Regarding public economics, this dissertation addresses another question that is of interest to public policy makers. During the current Great Recession, in which conventional monetary policy is not effective due to the zero lower bound on nominal interest rates, policy makers have shifted attention to fiscal interventions. In order to assess the effectiveness of fiscal policy we have to know the total effect of a tax reform on the economy, i.e. the tax multiplier. Unfortunately, almost all studies that provide estimates of tax multipliers focus on the response of the economy to actual tax changes. These estimates might miss a fraction of the total effect of a tax reform if tax changes are predictable and if the behavior of economic agents is forward-looking. Ignoring anticipation effects can therefore bias the tax multiplier downward.

The identification of news about future tax rates is key for answering these questions. In this dissertation I exploit the fact that there exist two classes of fixed-income securities in the U.S. that are very similar except for the tax treatment of their income streams. Interest on municipal bonds is tax-exempt, while interest on Treasury bonds is subject to federal income taxes; thus, relative price changes between municipal and Treasury bonds reflect changes in expected future tax rates, holding fixed other risk factors. I go beyond identification of the timing of news to directly measure the entire path of expected tax rates. The fact that different bonds have different maturities quantifies the degree of tax foresight, since yield spreads of bonds with different maturities reflect information about future taxes over different horizons. Hence, the tax news shocks derived from the bond prices measure not only when households receive information, but also what information they receive.

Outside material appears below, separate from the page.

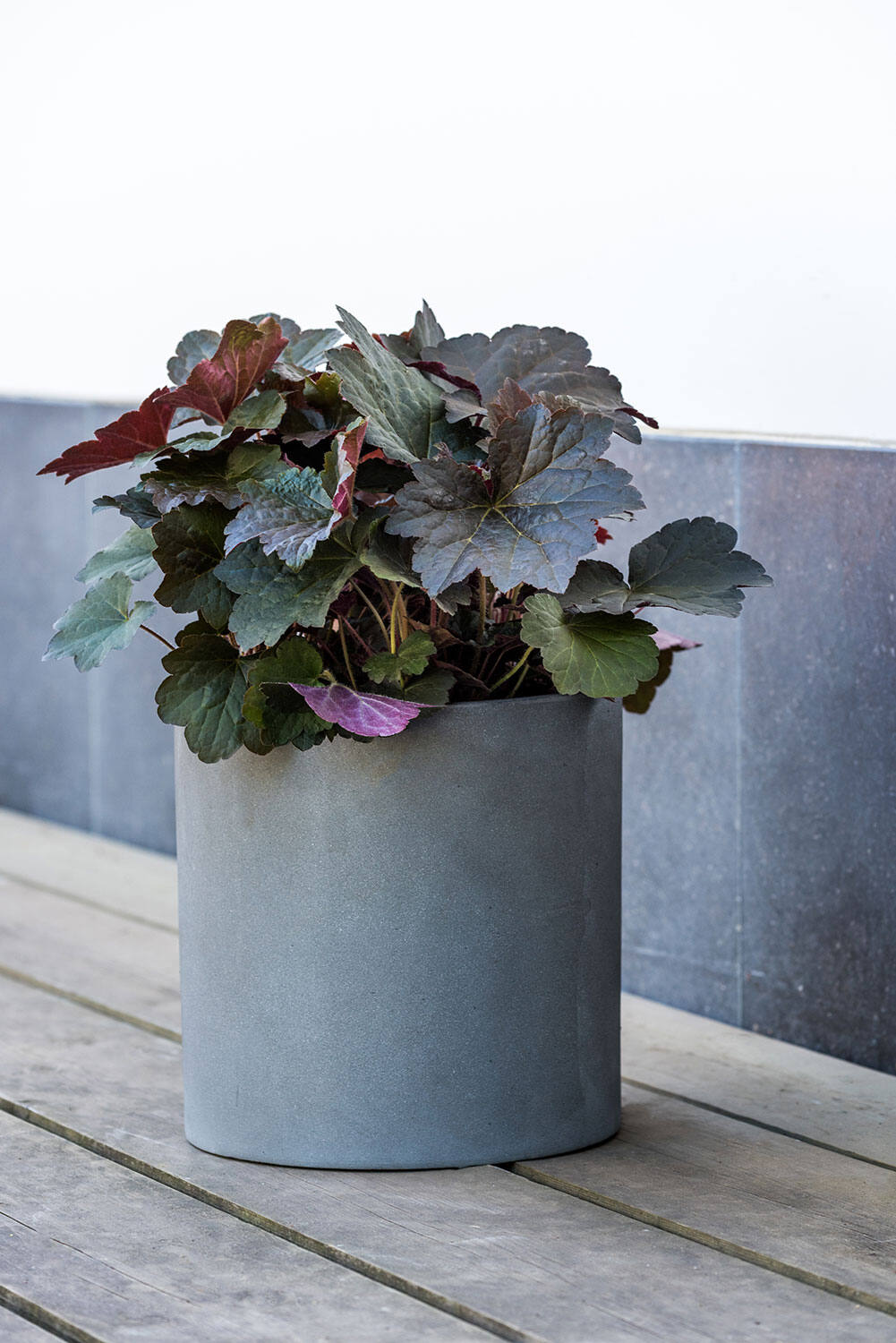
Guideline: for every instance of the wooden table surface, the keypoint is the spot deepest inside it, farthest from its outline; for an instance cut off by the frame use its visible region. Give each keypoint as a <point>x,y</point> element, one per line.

Identifying the entire path of expected tax rates in turn is important for testing the basic rational-expectations life-cycle model of consumption, as the theory predicts that consumption responds one-for-one to changes in expected after-tax lifetime income. The term structure of municipal yield spreads identifies the expected persistence of a tax shock, which is a crucial factor that determines the optimal consumption response according to the theory. For instance, if a tax change is expected to be only transitory, then the theory predicts that consumption does not respond much. On the other hand, if a tax reform is expected to have a large persistent component, then consumption should respond much stronger.

Combining these market-based tax expectations with consumption data from the Consumer Expenditure Survey I find that consumption of high-income households increases by close to 1% in response to news of a 1% increase in expected after-tax lifetime income, consistent with the basic rational-expectations life-cycle theory. On the other hand, households who have lower income, less education, or are more credit constrained respond less to news. However, the same households also respond one-for-one with large news shocks, consistent with rational inattention.